Minor: 4/9 is a dimensionless selectivity ratio — the hour spans in numerator and denominator cancel, so "hours" is misleading. And ~4.44 => rounded to 5 is actually a ceiling (4.44 wouldn't round to 5). Maybe: (12:00 - 08:00) / (17:00 - 08:00) = 4/9 of 10 rows => ~4.44 => ceil => 5.
There was a problem hiding this comment.
Reworded to: (12:00 - 08:00) / (17:00 - 08:00) = 4/9 of 10 rows => ~4.44 => ceil => 5.
… statistics estimation
68b31af to
c003f86
Compare
What changes were proposed in this pull request?
Add
TimeTypesupport to cost-based optimizer (CBO) statistics estimation so range-based selectivity, join, and union estimation work for TIME columns.TimeType(stored as nanoseconds-of-day in a Long) is handled at every site the other fixed-width temporal types use -EstimationUtils.toDouble/fromDouble,FilterEstimation.evaluateBinary/evaluateInSet,UnionEstimation.isTypeSupported, andCatalogColumnStatmin/max external-string (de)serialization (viaTimeFormatter) - mirroring the existingTimestampType(micros-as-Long) handling.Why are the changes needed?

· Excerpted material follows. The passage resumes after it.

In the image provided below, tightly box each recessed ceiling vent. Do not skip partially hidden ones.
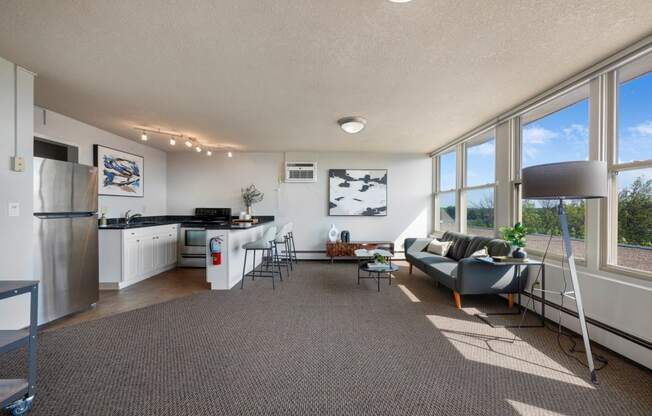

Before this, filters/joins/unions over a TIME column fell back to default selectivity because
TimeTypewas not among the types CBO estimates, yielding poor row-count estimates and plans. TIME maps cleanly to a numeric scale (nanos-of-day), so it can be estimated the same way as DATE/TIMESTAMP.Does this PR introduce any user-facing change?

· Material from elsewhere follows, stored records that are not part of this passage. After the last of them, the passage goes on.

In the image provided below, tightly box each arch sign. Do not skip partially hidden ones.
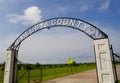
[4,17,116,83]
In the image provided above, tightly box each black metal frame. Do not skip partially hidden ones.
[7,17,108,50]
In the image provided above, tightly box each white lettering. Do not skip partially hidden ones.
[62,19,69,25]
[57,19,62,25]
[69,19,76,26]
[83,23,90,31]
[77,21,83,28]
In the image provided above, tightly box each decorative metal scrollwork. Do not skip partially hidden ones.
[8,17,108,50]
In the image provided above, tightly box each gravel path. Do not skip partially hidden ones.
[44,70,97,83]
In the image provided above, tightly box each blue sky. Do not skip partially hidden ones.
[0,0,120,63]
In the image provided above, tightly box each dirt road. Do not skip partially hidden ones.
[44,70,97,83]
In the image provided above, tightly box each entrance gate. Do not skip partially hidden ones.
[4,17,116,83]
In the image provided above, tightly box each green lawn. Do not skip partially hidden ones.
[0,63,120,83]
[118,80,120,83]
[18,64,96,83]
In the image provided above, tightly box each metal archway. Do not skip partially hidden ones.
[4,17,115,83]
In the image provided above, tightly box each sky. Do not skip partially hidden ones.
[0,0,120,64]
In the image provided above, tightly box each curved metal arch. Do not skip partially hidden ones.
[7,17,108,50]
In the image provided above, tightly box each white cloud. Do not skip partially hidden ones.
[99,0,110,12]
[7,6,42,25]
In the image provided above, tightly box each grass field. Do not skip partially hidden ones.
[0,63,96,83]
[18,64,95,83]
[0,63,120,83]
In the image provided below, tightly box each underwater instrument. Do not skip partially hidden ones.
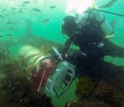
[19,45,75,97]
[45,47,75,97]
[19,45,55,92]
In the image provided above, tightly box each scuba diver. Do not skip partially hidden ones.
[59,10,124,92]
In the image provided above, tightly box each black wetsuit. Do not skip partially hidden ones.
[60,19,124,92]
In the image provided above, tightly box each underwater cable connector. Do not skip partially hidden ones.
[19,45,75,97]
[45,47,75,97]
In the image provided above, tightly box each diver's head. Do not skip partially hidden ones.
[61,16,77,37]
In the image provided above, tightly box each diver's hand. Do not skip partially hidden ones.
[52,54,68,61]
[58,54,68,61]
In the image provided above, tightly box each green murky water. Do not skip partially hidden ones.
[0,0,124,107]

No. (Affects plan costing/estimates only, not query results.)
How was this patch tested?
New
FilterEstimationSuitetests for TIME range/equality/IN selectivity (asserting exactrowCount/distinctCount/min/max), and extendedJoinEstimationSuite/UnionEstimationtests with TIME columns. All existing CBO estimation tests pass; scalastyle clean.Was this patch authored or co-authored using generative AI tooling?
Authored with assistance by Claude Opus 4.8.